キケンな恋心
2日後、沙也加は再び、ミユを連れてクリニックに来ていた。



「谷村さんどうぞ」
看護師に呼ばれ、診察室に入った。



「まだ、熱、下がらない?」
医師のヒロトが少し眉をしかめながら聞いた。


「はい......。というか、もっと上がってしまいまして......」
沙也加は、心配そうに小さなミユの身体を抱えながら言った。



「ちょっと胸の音、聴くね」


「う〜ん......少し、脱水状態だな。点滴するから、奥のベッドの部屋に移動して」
ヒロトは、素早い診断を下し、沙也加とミユを奥の処置室へ、看護師に案内させた。



沙也加はミユの容体が思わしくないのを心配そうに、ミユを抱えて処置室に入った。



診察用のベッドにミユを寝かせ、隣の椅子に沙也加は腰掛けた。



まもなく、点滴の用意をしたヒロトが現れた。



ヒロトは、流れる様な速さで、ミユに負担をかけることなく、針を刺し、点滴を開始した。


「ママは大丈夫?」
ヒロトが沙也加に話しかけた。



「えっ?......」



「いや、看病疲れしていないかな?と思って」



「あぁ......。ありがとうございます。

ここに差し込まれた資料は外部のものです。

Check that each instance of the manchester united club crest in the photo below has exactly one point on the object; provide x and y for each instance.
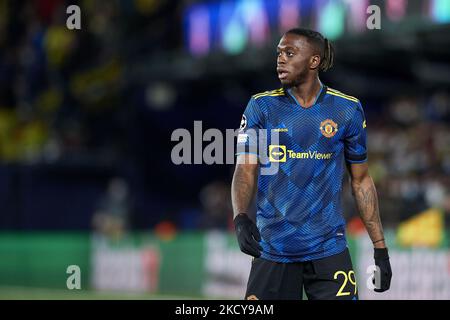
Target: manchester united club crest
(328, 128)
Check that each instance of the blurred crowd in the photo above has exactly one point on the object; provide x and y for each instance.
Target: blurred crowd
(79, 99)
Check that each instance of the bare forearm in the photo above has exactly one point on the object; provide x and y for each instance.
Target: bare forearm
(243, 188)
(366, 198)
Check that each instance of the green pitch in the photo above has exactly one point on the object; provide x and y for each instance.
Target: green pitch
(23, 293)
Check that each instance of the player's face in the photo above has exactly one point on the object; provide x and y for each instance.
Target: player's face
(294, 57)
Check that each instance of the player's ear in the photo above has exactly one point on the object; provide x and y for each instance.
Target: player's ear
(314, 62)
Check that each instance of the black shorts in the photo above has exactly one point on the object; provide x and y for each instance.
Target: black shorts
(330, 278)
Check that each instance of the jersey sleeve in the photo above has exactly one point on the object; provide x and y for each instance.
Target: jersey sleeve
(356, 138)
(252, 120)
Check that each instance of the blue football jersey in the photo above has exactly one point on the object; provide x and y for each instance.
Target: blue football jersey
(299, 210)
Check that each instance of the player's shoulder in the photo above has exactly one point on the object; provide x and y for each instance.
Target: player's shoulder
(340, 96)
(267, 94)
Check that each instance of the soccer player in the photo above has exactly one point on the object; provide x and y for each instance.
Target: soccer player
(298, 241)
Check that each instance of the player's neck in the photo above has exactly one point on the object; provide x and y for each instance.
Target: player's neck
(306, 93)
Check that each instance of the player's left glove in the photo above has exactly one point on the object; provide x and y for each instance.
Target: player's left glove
(248, 235)
(381, 257)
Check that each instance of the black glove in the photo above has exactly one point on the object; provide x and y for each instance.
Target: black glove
(248, 235)
(381, 257)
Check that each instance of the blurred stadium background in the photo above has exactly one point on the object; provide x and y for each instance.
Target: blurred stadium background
(86, 118)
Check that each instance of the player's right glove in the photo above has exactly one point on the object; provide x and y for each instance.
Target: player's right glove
(381, 257)
(248, 235)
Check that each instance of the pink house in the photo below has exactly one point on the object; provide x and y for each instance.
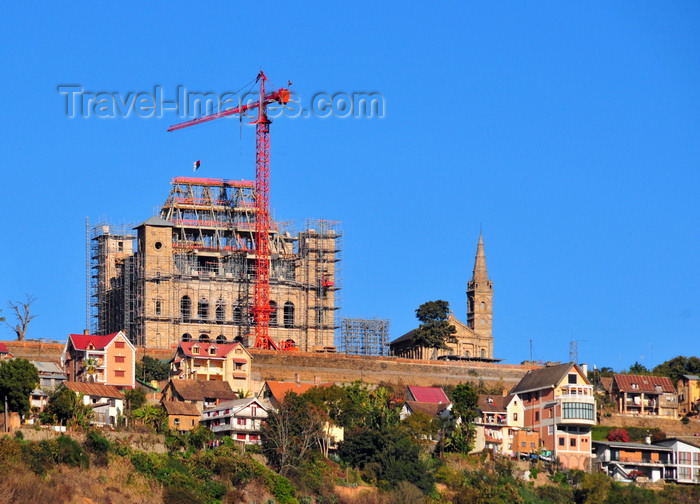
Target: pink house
(106, 360)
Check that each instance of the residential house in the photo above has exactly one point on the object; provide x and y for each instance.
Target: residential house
(4, 352)
(632, 461)
(499, 418)
(274, 391)
(107, 360)
(203, 394)
(685, 466)
(241, 419)
(688, 387)
(645, 395)
(426, 394)
(559, 406)
(51, 375)
(107, 401)
(182, 416)
(435, 410)
(228, 362)
(669, 459)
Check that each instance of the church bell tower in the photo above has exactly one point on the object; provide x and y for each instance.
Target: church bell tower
(480, 295)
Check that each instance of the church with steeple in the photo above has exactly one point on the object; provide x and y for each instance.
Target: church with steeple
(473, 339)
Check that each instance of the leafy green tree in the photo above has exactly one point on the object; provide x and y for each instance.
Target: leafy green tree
(638, 369)
(18, 377)
(152, 369)
(151, 416)
(291, 433)
(465, 409)
(67, 408)
(434, 329)
(386, 456)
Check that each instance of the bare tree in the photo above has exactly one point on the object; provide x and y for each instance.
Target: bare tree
(23, 316)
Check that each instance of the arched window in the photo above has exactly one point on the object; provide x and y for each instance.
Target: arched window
(220, 311)
(203, 309)
(185, 308)
(288, 315)
(273, 314)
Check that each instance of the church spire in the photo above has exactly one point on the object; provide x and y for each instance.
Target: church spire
(481, 274)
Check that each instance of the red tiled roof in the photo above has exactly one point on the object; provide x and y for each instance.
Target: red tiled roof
(222, 350)
(498, 404)
(281, 389)
(82, 341)
(432, 409)
(644, 384)
(95, 389)
(428, 394)
(180, 408)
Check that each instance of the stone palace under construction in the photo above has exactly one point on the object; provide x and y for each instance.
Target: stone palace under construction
(188, 273)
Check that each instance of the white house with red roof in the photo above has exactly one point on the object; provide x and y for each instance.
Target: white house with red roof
(426, 394)
(104, 359)
(228, 362)
(645, 395)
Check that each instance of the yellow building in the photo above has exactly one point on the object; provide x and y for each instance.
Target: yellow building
(688, 387)
(473, 340)
(189, 273)
(107, 360)
(213, 362)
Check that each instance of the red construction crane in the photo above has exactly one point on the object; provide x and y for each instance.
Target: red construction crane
(261, 307)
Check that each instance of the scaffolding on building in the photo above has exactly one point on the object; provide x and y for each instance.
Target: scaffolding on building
(196, 281)
(364, 336)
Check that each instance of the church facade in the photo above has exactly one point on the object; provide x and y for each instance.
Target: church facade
(473, 339)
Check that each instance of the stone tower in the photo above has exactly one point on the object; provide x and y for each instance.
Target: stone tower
(480, 295)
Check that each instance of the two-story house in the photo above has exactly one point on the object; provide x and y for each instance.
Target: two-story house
(499, 418)
(558, 404)
(203, 394)
(669, 459)
(241, 419)
(228, 362)
(688, 387)
(107, 360)
(632, 461)
(645, 395)
(106, 401)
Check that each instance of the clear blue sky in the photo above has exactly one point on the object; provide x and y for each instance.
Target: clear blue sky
(568, 131)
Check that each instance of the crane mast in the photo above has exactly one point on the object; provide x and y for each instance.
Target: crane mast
(261, 299)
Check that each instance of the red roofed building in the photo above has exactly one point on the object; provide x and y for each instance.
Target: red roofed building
(426, 394)
(4, 352)
(645, 395)
(108, 360)
(275, 391)
(228, 362)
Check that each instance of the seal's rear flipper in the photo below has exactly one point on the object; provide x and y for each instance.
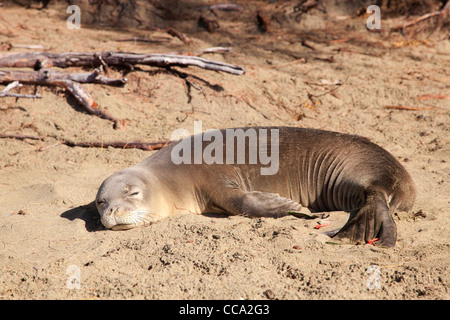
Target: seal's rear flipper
(259, 204)
(373, 220)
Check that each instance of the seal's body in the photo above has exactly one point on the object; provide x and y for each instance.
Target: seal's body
(321, 170)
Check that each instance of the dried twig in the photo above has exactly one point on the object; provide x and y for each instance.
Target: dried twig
(263, 22)
(141, 39)
(18, 137)
(147, 146)
(439, 13)
(40, 60)
(432, 96)
(409, 108)
(5, 92)
(70, 82)
(222, 6)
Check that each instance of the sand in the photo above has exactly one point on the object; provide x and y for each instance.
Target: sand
(341, 78)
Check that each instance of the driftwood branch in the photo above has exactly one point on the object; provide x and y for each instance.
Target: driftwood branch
(15, 84)
(147, 146)
(424, 17)
(38, 60)
(71, 83)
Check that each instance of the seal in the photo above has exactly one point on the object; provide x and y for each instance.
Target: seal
(317, 169)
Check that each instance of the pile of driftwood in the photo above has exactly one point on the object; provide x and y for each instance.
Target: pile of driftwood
(44, 75)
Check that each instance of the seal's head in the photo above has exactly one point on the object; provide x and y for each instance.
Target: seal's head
(124, 200)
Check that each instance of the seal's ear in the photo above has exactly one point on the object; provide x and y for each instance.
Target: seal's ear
(258, 204)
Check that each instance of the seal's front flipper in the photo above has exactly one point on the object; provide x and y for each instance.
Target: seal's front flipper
(372, 221)
(259, 204)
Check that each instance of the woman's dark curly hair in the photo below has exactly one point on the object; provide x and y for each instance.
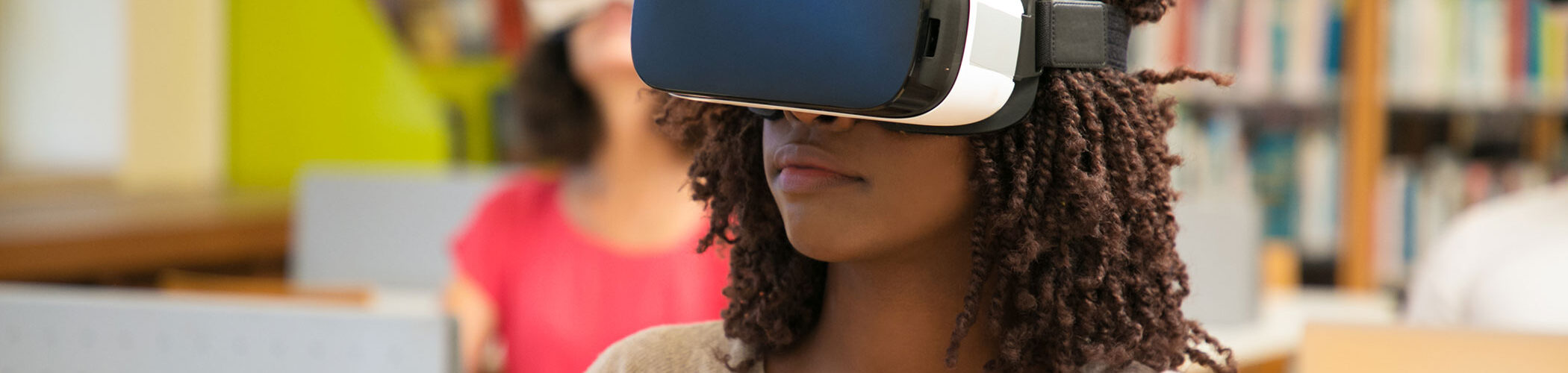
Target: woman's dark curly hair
(1074, 229)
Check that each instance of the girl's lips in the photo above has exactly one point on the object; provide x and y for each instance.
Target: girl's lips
(802, 181)
(806, 168)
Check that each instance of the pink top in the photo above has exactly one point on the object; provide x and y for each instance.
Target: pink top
(563, 297)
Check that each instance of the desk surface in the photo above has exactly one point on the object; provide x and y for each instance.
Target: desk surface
(84, 231)
(1284, 316)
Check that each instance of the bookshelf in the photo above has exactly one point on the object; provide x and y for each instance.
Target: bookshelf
(1365, 116)
(1368, 122)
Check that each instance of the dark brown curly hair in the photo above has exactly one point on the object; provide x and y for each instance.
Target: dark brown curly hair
(1074, 229)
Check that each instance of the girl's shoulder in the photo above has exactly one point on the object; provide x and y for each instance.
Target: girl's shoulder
(698, 347)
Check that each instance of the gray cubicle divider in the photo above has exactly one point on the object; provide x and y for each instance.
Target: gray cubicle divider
(68, 330)
(1220, 240)
(380, 226)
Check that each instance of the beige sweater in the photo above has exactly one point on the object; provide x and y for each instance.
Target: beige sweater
(697, 348)
(673, 348)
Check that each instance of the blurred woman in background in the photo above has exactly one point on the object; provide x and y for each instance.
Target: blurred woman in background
(567, 259)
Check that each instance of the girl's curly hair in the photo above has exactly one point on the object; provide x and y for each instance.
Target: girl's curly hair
(1074, 228)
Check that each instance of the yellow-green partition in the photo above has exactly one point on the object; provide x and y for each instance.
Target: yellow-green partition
(322, 81)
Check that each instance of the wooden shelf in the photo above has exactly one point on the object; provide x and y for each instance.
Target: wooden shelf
(95, 232)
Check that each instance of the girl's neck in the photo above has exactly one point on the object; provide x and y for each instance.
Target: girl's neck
(892, 316)
(629, 193)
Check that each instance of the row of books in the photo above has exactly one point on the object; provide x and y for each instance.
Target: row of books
(1440, 54)
(1291, 166)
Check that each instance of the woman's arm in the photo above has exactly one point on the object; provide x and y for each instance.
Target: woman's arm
(476, 316)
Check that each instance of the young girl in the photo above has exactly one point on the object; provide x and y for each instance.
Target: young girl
(1046, 246)
(565, 260)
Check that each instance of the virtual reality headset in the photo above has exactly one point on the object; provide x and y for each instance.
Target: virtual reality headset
(927, 66)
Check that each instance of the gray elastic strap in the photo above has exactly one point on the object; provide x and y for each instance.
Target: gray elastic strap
(1080, 35)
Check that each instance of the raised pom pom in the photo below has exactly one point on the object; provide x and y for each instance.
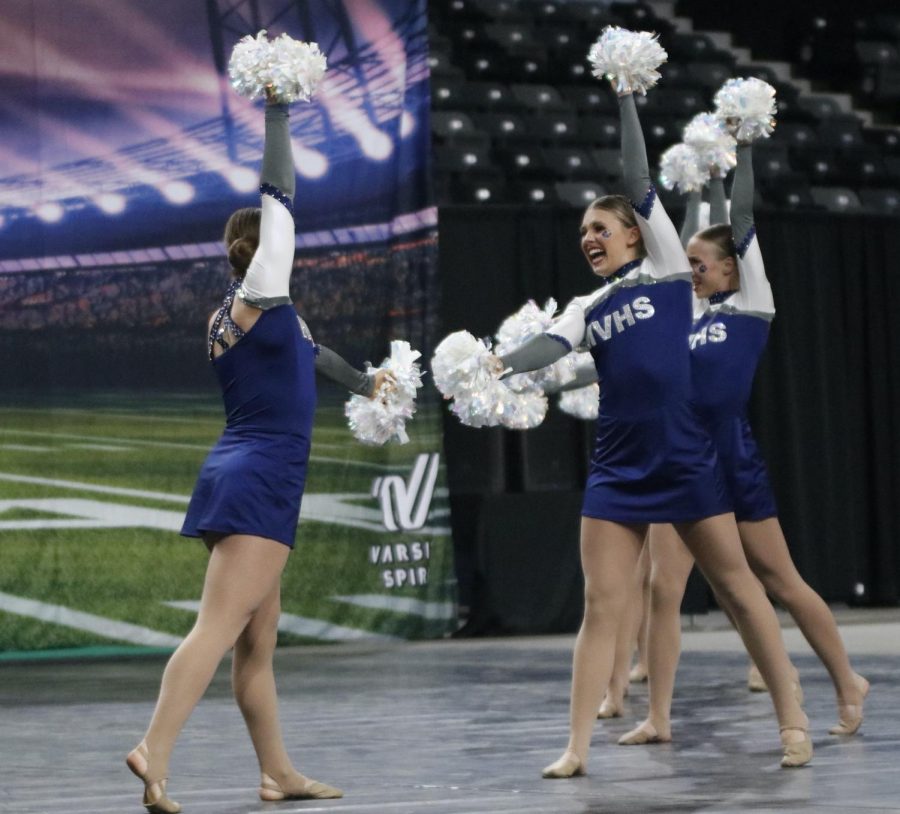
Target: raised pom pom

大丈夫です」
思ってもいなかったヒロトの気遣いに、沙也加は、少しだけ、嬉しかった......。



こんなに、母親をも気遣ってくれる医師は初めてだわ......



沙也加は、ちょっぴりヒロトに好意が湧いた。



正直、沙也加は、看病疲れをしていた。
夫は、仕事が忙しい銀行マン。
おまけに、転勤ばかり......。
ミユはまだ幼稚園生だが、既に転勤で幼稚園を転園していた。
姉のアヤも小学校を転校したばかりだった。



慣れない土地に引っ越して来て、まだ沙也加はママ友もいなかった。
そんな中、ヒロトの気遣いの言葉に、どれ程、沙也加は嬉しかったことか......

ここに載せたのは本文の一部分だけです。